Halil Sezai de acıların abisi

mi yani?












halil sezai o kostümü ne zaman çıkartacak?

dolabında o ceket ve pantolondan kaç adet var?

ya da üzerine yapıştı da bizden mi saklanıyor? cerrahi müdahale gerekir mi?

13 Haziran 2013 Perşembe

nothing i have is truly mine

sevdiğim hiçbir işi yapamadım.

müziği çok severdim, küçükken kendi kendime radyoda dj olduğumu ve çaldığım müziği milyonların dinlediğini hayal ederdim ve çok mutlu olurdum.
yapamadım.
ne DJ olabildim ne de müzikle alakalı bir işim oldu.

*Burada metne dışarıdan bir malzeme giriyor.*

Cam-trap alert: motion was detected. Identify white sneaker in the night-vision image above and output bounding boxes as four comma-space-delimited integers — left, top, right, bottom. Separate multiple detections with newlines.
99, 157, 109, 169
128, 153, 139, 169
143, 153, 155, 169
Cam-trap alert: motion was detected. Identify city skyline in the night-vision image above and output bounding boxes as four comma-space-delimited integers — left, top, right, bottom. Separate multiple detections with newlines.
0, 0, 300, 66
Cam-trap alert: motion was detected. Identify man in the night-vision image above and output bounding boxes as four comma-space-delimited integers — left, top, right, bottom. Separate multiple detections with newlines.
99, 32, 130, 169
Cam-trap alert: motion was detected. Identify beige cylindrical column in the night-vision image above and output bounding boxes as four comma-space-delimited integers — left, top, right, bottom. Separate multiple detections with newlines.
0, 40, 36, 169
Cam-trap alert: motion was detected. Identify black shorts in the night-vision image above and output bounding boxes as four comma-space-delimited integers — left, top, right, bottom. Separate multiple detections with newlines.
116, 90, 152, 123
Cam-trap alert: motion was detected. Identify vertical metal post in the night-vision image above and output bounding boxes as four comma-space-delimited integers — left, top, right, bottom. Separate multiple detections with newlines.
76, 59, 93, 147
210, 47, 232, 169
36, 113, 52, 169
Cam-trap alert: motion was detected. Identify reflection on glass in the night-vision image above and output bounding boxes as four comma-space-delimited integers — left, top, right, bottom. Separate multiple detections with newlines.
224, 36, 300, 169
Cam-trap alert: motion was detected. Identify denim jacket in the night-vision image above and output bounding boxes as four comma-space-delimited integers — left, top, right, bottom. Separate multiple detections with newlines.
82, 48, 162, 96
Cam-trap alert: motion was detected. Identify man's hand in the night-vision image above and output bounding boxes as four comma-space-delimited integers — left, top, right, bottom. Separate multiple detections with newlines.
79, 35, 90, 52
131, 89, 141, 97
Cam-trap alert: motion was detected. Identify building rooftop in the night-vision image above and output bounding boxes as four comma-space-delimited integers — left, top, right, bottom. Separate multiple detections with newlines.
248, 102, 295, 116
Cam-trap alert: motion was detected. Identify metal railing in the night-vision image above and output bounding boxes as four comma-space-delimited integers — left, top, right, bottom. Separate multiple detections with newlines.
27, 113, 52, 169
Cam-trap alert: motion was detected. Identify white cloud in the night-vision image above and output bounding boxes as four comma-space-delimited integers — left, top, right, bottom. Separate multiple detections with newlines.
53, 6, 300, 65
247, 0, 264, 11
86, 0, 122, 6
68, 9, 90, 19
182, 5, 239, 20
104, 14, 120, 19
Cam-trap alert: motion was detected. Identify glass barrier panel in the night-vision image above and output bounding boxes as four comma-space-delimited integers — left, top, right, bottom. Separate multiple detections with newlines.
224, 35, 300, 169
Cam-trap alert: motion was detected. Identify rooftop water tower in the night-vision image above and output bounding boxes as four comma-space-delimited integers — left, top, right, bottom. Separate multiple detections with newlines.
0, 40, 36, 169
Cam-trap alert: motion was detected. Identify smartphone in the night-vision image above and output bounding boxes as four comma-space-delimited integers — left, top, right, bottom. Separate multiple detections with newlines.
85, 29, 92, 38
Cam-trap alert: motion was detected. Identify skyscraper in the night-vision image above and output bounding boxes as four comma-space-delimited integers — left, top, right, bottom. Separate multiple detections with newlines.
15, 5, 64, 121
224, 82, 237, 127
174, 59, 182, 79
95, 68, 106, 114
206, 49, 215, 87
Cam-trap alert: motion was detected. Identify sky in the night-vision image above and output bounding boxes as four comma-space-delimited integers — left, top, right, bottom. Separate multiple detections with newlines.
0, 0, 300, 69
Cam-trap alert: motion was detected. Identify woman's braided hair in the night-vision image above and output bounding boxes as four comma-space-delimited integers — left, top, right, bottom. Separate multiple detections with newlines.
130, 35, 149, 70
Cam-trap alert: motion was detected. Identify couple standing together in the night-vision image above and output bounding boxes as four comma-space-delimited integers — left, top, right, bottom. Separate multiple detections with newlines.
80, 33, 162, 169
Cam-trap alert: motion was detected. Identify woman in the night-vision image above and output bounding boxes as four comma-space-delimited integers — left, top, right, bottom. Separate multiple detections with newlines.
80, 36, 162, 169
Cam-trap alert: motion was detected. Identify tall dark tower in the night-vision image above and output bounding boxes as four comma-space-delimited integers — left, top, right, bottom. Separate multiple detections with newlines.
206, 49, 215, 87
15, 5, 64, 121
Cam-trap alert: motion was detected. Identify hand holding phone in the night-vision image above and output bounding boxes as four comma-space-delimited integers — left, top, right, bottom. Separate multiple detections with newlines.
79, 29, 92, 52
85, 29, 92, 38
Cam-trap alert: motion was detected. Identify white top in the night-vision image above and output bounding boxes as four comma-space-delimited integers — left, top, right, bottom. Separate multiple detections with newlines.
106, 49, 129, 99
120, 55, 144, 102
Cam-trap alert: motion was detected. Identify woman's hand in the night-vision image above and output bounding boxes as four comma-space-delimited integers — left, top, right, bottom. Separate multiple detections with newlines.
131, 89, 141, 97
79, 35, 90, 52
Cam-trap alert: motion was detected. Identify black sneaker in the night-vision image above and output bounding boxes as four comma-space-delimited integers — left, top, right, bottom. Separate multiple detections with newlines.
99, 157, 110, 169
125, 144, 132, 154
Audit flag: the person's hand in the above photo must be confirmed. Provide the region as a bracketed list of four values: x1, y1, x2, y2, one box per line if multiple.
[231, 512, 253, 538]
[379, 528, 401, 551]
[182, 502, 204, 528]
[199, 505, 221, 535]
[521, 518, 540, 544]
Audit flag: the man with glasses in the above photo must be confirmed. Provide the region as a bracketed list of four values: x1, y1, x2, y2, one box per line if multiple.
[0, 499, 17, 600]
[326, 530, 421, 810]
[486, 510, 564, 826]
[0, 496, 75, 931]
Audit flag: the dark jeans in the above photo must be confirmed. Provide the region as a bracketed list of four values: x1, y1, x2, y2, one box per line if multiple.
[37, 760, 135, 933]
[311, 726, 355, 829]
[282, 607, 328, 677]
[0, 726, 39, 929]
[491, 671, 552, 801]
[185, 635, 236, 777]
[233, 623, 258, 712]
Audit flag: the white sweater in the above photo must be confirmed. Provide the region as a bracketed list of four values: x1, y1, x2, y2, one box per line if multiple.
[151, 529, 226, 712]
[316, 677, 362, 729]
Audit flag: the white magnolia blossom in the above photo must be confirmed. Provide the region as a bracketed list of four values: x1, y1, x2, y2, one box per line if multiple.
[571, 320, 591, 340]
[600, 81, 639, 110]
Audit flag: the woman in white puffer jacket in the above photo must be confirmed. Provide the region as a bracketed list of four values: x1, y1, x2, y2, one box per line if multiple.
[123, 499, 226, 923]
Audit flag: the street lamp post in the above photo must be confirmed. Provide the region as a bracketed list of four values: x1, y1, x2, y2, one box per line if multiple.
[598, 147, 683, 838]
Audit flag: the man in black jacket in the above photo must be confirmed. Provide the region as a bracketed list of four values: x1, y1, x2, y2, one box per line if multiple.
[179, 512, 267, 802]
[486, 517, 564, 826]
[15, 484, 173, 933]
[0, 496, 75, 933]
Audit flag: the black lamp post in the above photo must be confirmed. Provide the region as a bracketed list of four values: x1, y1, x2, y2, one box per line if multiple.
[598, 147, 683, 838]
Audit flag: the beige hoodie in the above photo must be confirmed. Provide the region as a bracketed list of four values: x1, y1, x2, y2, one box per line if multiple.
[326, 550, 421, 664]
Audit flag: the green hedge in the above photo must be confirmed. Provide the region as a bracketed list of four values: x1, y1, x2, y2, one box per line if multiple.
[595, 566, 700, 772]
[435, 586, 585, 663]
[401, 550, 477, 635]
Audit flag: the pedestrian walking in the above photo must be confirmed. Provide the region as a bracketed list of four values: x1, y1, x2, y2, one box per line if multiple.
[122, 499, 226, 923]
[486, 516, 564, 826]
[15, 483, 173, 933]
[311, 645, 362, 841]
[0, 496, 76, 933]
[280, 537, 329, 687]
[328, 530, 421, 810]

kendi kendime televizyonda birşeyler sunduğum oyunlar oynardım.
ama okulunu okuyup, uzaktan seyretmekten öteye gidemedim..

yazar-çizerdim kendi kendime.. şarkı sözleri yazardım. resimler çizerdim, ufacıkken kıyafet tasarlardım çizdiğim silüetlere ve kağıt bebeklerime.
o da olmadı!

şimdi ise sanki dalga geçer gibi her zaman kaçtığım ve nefret ettiğim işi yapıyorum.

insanlar keşke her zaman sevdikleri, tutkuyla bağlı oldukları, yaparken zevk aldıkları ve onlar için bir anlam teşkil eden işi yapabileseler.

eğer siz onlardan biriyseniz.. inanın çok şanslısınız.

17 Mayıs 2013 Cuma

just another Friday!

cuma sanırım iş haftasının bitmiş olduğunu müjdeleyen ve dolayısı ile enerjisi, o gün dünya yıkılıyor olsa bile "amaaan hadi bee bugün cuma oleey" dedirten bir gün olarak evrene isteklerimi sıralamak için iyi bir gün.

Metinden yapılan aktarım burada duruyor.